“We Were Good Soldiers”: War Stories from Nebraska Vietnam Veterans


April 28th, 2015

 George Albright in Vietnam (Photo courtesy of George Albright)

George Albright in Vietnam (Photo courtesy of George Albright)

It’s been 40 years since the fall of Saigon and the end of the Vietnam war, but memories are still strong for those who served during that time, including some of Nebraska’s more than 40,000 Vietnam-era veterans.


Greg Holloway was a 20-year-old kid from the small town of Harvard, Nebraska, when he was drafted into the Army and sent to Vietnam in 1967.


After less than six months of fighting he’d been in three major battles, and earned three Purple Heart medals for combat wounds, the last coming from a North Vietnamese grenade.

Greg Holloway in Vietnam (Photo courtesy of Greg Holloway)

Greg Holloway in Vietnam (Photo courtesy of Greg Holloway)

“Blew the back of my head out, shredded my face and my right side, blew a hole through my left foot, tore me up pretty bad,” Holloway recalled for NET’s recent “Generations of Nebraska Warriors” project. “(The) medic got up, got up there and started working on me. Mark Fulton was the medic. He said that the guy threw one more grenade at us, but when it blew, it blew straight up. He didn’t think I’d make it. He just was stuffing rags in all the holes. I was the worst he’d worked on.”

Holloway, who now lives in Bee, survived to tell his story, but many didn’t. Almost 400 Nebraskans died during the more than a decade of U.S. fighting in Vietnam. Many more were wounded, like George Albright, an Army veteran originally from Greeley who now lives in Lincoln.

“I had some friends (who) got wounded real bad,” Albright said in the “Generations” interview. “I had a buddy out of Tennessee, he got shot across the neck and I got shot through the arm, and I had to put a tourniquet on his neck because he was bleeding so bad. Then I got shot through the helmet; a sniper shot me through the helmet, and came down the side and went out by my eye.”

Marty Ramirez left Scottsbluff and got to Vietnam in time for the Tet Offensive in 1968, one of the bloodiest battles of the war. Soon after arriving Ramirez, an Army soldier, wrote his parents, telling them he didn’t think he was coming home.

Marty Ramirez in Vietnam (Photo courtesy of Marty Ramirez)

Marty Ramirez in Vietnam (Photo courtesy of Marty Ramirez)

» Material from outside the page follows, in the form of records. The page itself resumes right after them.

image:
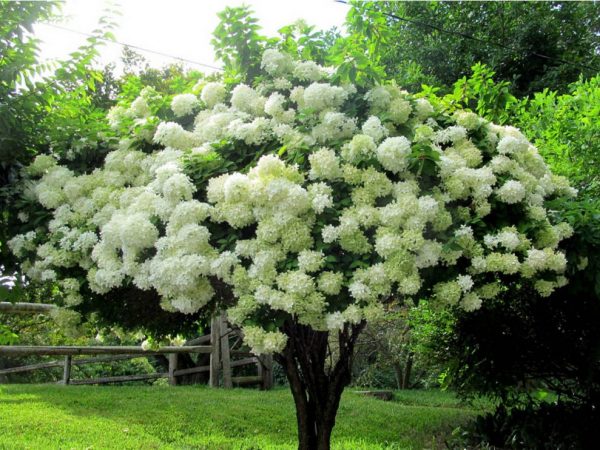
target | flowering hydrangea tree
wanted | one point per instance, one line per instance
(303, 208)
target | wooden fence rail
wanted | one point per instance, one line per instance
(219, 368)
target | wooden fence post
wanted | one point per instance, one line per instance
(67, 370)
(225, 353)
(215, 360)
(172, 369)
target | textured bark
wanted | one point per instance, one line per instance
(316, 385)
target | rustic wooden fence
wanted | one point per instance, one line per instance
(223, 344)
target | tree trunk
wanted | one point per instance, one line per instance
(316, 385)
(407, 371)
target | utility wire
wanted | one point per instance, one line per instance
(473, 38)
(123, 44)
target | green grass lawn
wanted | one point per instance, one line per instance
(197, 417)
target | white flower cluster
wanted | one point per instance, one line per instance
(327, 242)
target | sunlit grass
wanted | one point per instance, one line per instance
(128, 417)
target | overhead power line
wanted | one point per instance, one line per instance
(473, 38)
(137, 47)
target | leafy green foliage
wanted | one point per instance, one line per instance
(237, 43)
(531, 45)
(566, 129)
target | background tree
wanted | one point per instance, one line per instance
(531, 45)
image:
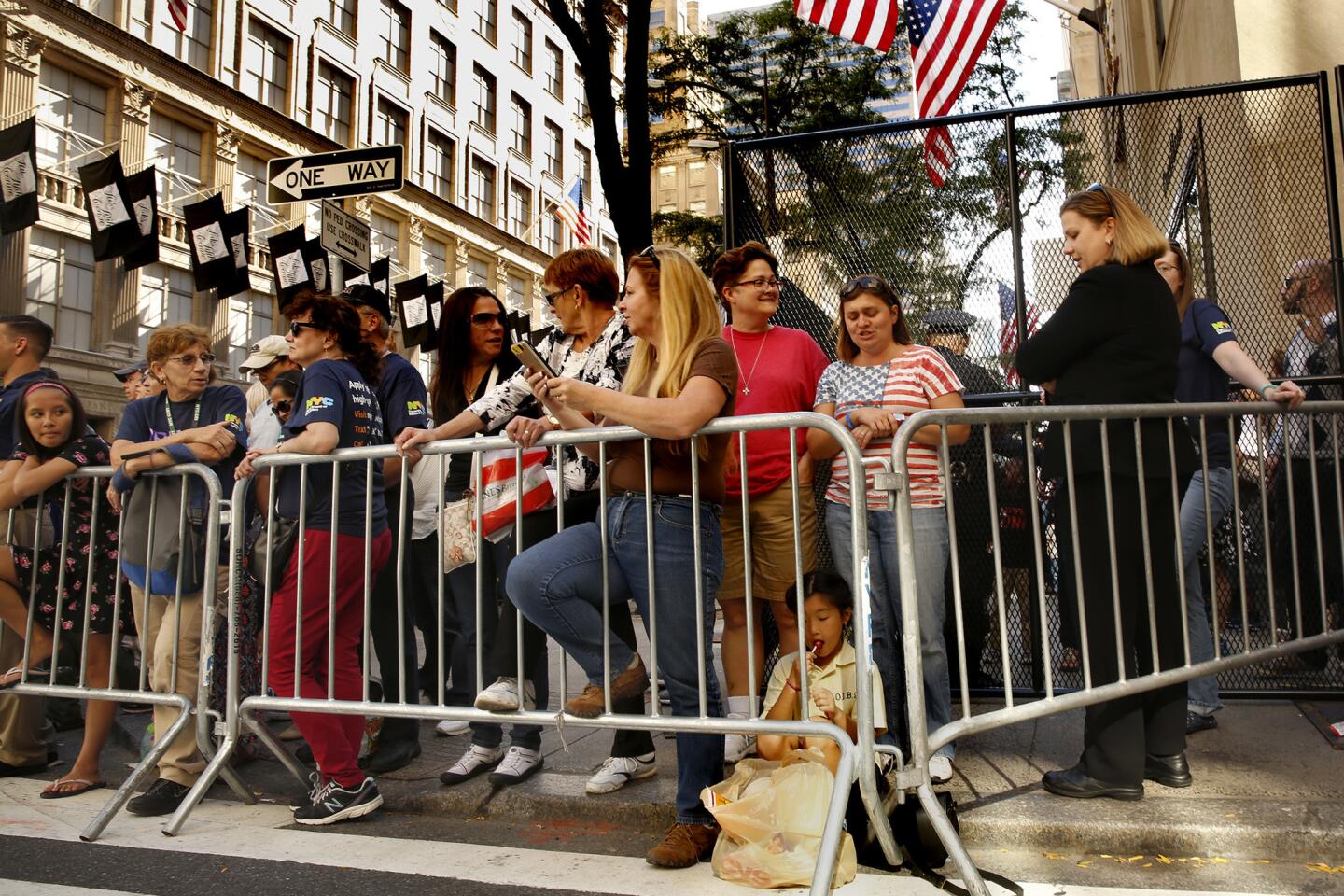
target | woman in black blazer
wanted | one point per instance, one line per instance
(1114, 340)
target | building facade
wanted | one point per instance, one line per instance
(484, 95)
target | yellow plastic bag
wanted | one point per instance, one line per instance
(772, 816)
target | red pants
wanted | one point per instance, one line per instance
(333, 737)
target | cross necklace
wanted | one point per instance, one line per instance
(746, 382)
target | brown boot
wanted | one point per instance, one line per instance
(628, 684)
(683, 846)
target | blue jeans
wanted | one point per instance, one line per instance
(931, 548)
(558, 586)
(1194, 535)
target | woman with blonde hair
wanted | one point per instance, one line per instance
(681, 376)
(1115, 340)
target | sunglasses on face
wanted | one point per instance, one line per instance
(189, 360)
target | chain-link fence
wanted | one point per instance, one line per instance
(1242, 175)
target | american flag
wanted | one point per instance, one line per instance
(571, 213)
(1008, 330)
(868, 21)
(177, 9)
(946, 38)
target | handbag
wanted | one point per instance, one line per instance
(284, 534)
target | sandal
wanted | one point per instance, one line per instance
(50, 792)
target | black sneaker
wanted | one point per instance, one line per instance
(335, 804)
(161, 798)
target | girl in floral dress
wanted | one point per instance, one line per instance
(55, 441)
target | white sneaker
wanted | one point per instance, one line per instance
(738, 747)
(616, 771)
(518, 766)
(501, 696)
(473, 762)
(451, 728)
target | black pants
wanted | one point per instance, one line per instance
(1117, 734)
(501, 645)
(1312, 553)
(397, 657)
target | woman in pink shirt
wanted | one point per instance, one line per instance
(779, 369)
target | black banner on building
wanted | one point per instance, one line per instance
(19, 176)
(110, 217)
(143, 192)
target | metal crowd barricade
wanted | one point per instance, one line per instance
(140, 691)
(1316, 424)
(245, 712)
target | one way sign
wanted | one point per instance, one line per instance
(329, 175)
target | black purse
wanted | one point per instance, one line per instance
(280, 540)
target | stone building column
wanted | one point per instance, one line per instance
(119, 301)
(18, 97)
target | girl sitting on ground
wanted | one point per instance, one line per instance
(831, 672)
(55, 441)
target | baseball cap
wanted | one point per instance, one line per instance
(265, 351)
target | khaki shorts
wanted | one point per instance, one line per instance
(772, 543)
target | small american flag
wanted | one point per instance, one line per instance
(1008, 332)
(177, 11)
(868, 21)
(946, 38)
(571, 213)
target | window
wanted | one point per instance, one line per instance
(554, 140)
(522, 127)
(341, 15)
(483, 189)
(249, 320)
(397, 35)
(585, 170)
(488, 21)
(553, 235)
(72, 117)
(436, 259)
(484, 97)
(522, 42)
(581, 97)
(445, 67)
(519, 208)
(60, 287)
(191, 45)
(554, 70)
(666, 187)
(175, 150)
(333, 94)
(388, 124)
(165, 296)
(266, 66)
(440, 164)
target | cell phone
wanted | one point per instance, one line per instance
(531, 359)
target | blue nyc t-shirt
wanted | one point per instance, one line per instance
(1199, 378)
(333, 391)
(147, 419)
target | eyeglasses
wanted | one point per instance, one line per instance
(189, 360)
(761, 284)
(550, 297)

“Not until the first battle came then you realized, ‘Oh my God, this is a real deal,’” Ramirez said in his “Generations” interview. “It was chaos. There was no leadership. Guys were shooting above and I’m there in awe. I said, ‘What the hell’s going on here?’ This is not what you saw in the movies, and this is not what you trained for. It was total chaos.”

Many Vietnam veterans received a less than welcoming reception when they did return home. Army veteran and Purple Heart recipient Jim Cada of Lincoln said that’s one reason he didn’t talk about his experience for years.

“People didn’t like us anyway,” Cada remembered for the “Generations” project. “So you really didn’t talk about anything because the things that we saw, and the things that were done that we saw happened, somewhat embarrassed about. Somewhat sad about. There’s a lot of stuff that went on that you don’t want to talk about yet.”

“We were spit at and nobody liked us because of what we had done, where we were,” Cada added.

Omahan Roger Nelson, originally from Ainsworth, did base security and artillery support for the Air Force in Vietnam. “Telling somebody that you were a part of the Vietnam experience wasn’t really good because you kind of put on as an outcast,” Nelson said, in an oral history recording for a 2012 NET veterans project.

Jim Cada in Vietnam (Photo courtesy of Jim Cada)

Jim Cada in Vietnam (Photo courtesy of Jim Cada)

Rose Weddell of Lincoln saw some of the worst of this. She enlisted in the Army Nurse Corps hoping to serve in Vietnam, but instead was assigned to a recruiting station in San Francisco.

“Military soldiers were coming back, and some of them were actually being physically assaulted in their uniforms, coming back from Hawaii, from Japan, from their duties in Vietnam,” Weddell recalled for the oral history project. It was really quite a despicable time, in my opinion.

So what do Nebraskans who served in Vietnam want others to understand about their experience now, 40 years after the end of the war?

“I think that we were good soldiers. I think there’s a total misconception about the Vietnam veterans,” said Ramirez, who earned a Purple Heart and now lives in Lincoln. “That we put, like any other soldier in combat, our lives on the line. Not so much the ideals that we fought for because those were hazy. But I grew up watching John Wayne, World War II movies, and this I thought was the thing to do.”

“On Veterans Day you can always stand proud and salute the flag and say that I did my part,” Nelson said.